There are several variations of column chromatography, which differ in their media and solvent. They are used to separate different substances from solutions. For instance, if the media within the column is meant for ion-exchange chromatography, it will be somehow charged. As a solution passes over it, ions will be attracted to the media and will be drawn from the solution. A different solution can then be washed over the media, which will have a higher affinity for the media and displace the ions. They can be washed away and collected, purifying them from the original solution.
Planar Chromatography
Planar chromatography, which includes both the paper and thin-layer methods, depends on a solution moving through a media due to the forces of adhesion and cohesion. If you’ve ever seen a napkin soak up a mess, you’ve seen these forces. As the dry gaps in the material are filled, the solution crawls its way up the napkin. In the same way, planar chromatography uses these forces to pull molecules through a media.
In the same way that gravity forces the solution over the media in column chromatography, adhesion and cohesion pull the solution through the media. In this case, the media is very thin. In paper chromatography, the paper is usually cellulose-based, which is slightly negative. This makes the sorting of polar and nonpolar substances very easy. In thin-layer chromatography, the layer can be made of any substance which has an affinity for the target substance. Solution is allowed to pass through or over it, and the substance is acquired from the solution.
Paper and thin-layer chromatography have been used to sort and identify pigments, amino acids, and many different kinds of organic molecules. Because it is so simple to set up a paper chromatography experiment, this is one of the first laboratory techniques presented in science courses.
Other Forms of Chromatography
Besides these common methods of the technique, there are many more. One, which is used in the more advanced sciences and in criminal forensics, is gas chromatography. In gas chromatography, the substance to be sorted is vaporized, and passed through another gas that contains various elements. Much like the other forms of chromatography, it is the affinity for particular molecules in the media that causes the separation of the solution.
Still other methods couple chromatography directly with mass spectrometry, a method of identifying the chemical and structural properties of molecules. This is a powerful method that can both separate and identify individual components of a complex solution. The machinery to do this is expensive and sensitive, but necessary for many scientific and forensic applications.
Quiz
1. You are trying to identify an unknown substance dissolved in a sample of pond water. What is the first step?

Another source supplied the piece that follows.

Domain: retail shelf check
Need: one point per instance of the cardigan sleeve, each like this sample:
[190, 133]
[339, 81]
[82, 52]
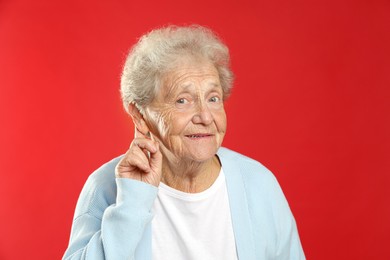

A. Use chromatography to remove the substance
B. Identify the substance using mass spectrometry
C. Hypothesize the nature of the substance
2. A scientist places some mushed up plants at the base of a strip of cellulose-based media. He places this strip in a solvent, and the solvent travels up the strip. Which form of chromatography does this represent?
A. Gas
B. Column
C. Planar
3. Which of the following represents a chromatography?
A. An artist allows multiple pigments to separate as they diffuse through the paper
B. A watermelon, being naturally red in the middle and green on the exterior
C. Two dyes are mixed together, allowing new colors to be created
References
- Bruice, P. Y. (2011). Organic Chemistry (6th ed.). Boston: Prentice Hall.
- Moore, J. T. (2010). Chemistry Essentials for Dummies. Indianapolis: Wiley Publishing, Inc.
- Nelson, D. L., & Cox, M. M. (2008). Principles of Biochemistry. New York: W.H. Freeman and Company.